D’un côté, le Président de Rennes Métropole qui voit dans le projet de réforme des collectivités locales une véritable consécration de l’intercommunalité, de l’autre, le Président du Conseil Général d’Ille et Vilaine qui ferraille contre ce projet et enfin un député d’Ille et Vilaine qui juge cette réforme plutôt intéressante et qui prône la suppression du Département.

Quel point commun entre ces trois personnalités ? Elles appartiennent au même parti politique.

La fédération locale de ce parti, pour éviter sans doute de semer un peu plus la confusion, botte en touche et limite sa critique aux arrière-pensées électoralistes et financières supposées du Gouvernement.

Ajoutons à cela que le Président du Conseil Régional milite pour le rattachement de la Loire Atlantique à la Bretagne, projet que les habitants des cinq départements ne souhaitent pas (sondage Ouest France).

N’y aurait-il pas comme un décalage entre et les attentes des citoyens  et les souhaits individuels de nos hommes politiques (quel que soit le parti auquel ils adhèrent), peut être trop préoccupés par le maintien de leurs mandats, voire l’accroissement de leurs pouvoirs,?

Les citoyens doivent t-il se contenter de regarder les élus penser notre futur uniquement à l’aune de leurs propres préoccupations ? Ne peuvent-ils pas contribuer à la réflexion et à l’élaboration d’un projet ?

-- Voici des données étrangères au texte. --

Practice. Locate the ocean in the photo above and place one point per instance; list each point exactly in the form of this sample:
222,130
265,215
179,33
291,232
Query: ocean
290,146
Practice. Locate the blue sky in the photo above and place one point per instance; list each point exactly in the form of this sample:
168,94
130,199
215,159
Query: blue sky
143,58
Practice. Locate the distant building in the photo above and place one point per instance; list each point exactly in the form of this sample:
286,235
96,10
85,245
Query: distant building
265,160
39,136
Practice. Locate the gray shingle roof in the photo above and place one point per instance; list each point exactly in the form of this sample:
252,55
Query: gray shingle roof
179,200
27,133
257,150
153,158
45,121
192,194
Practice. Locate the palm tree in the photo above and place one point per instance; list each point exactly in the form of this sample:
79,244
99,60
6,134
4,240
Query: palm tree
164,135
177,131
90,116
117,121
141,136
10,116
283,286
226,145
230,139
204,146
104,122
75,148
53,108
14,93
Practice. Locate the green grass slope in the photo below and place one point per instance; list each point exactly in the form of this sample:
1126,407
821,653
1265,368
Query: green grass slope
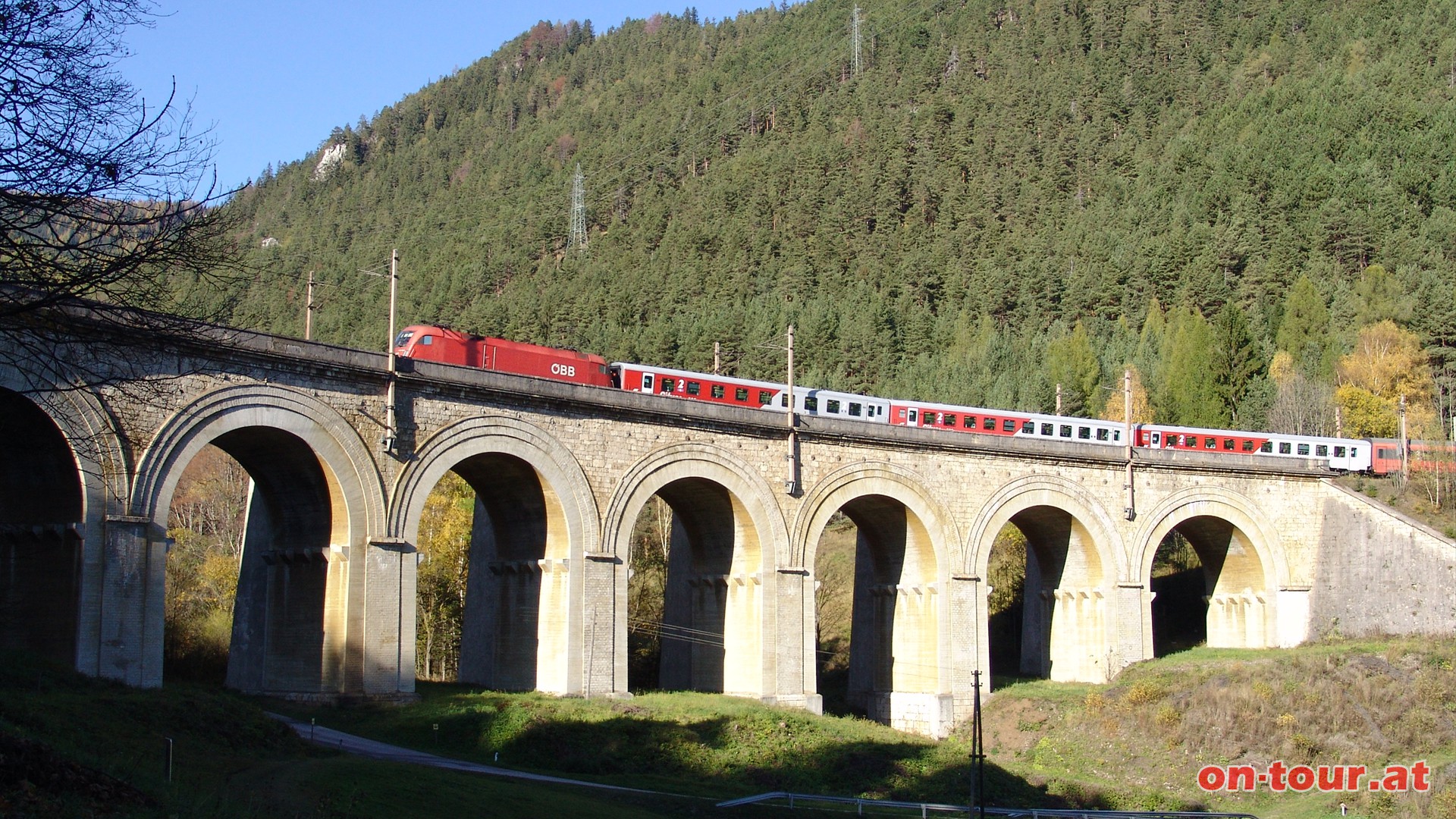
76,746
73,746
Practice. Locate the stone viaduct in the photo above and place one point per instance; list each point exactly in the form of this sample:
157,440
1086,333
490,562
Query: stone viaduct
327,585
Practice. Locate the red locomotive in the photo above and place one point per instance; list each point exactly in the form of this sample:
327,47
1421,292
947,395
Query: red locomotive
425,343
430,343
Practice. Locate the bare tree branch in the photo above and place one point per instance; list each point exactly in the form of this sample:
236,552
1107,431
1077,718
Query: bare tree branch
102,197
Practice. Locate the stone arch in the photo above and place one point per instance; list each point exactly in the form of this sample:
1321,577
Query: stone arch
1069,614
533,586
715,497
61,484
300,617
1241,560
900,654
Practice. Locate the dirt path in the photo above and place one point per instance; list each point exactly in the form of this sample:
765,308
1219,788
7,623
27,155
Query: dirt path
375,749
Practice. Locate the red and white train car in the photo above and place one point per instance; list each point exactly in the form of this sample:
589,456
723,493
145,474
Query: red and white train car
747,392
1350,455
1005,423
425,343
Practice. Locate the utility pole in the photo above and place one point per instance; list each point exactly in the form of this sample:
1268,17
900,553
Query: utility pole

La superbe cacophonie à laquelle nous assistons, qui s’accompagne de postures martiales et de petites phrases définitives, s’évertue à masquer l’essentiel : l’impérieuse nécessité d’une réforme (et non un replâtrage) des collectivités locales visant à diminuer le nombre d’échelons.

(article publié dans Ouest France - Rennes Forum le 10/03/2009)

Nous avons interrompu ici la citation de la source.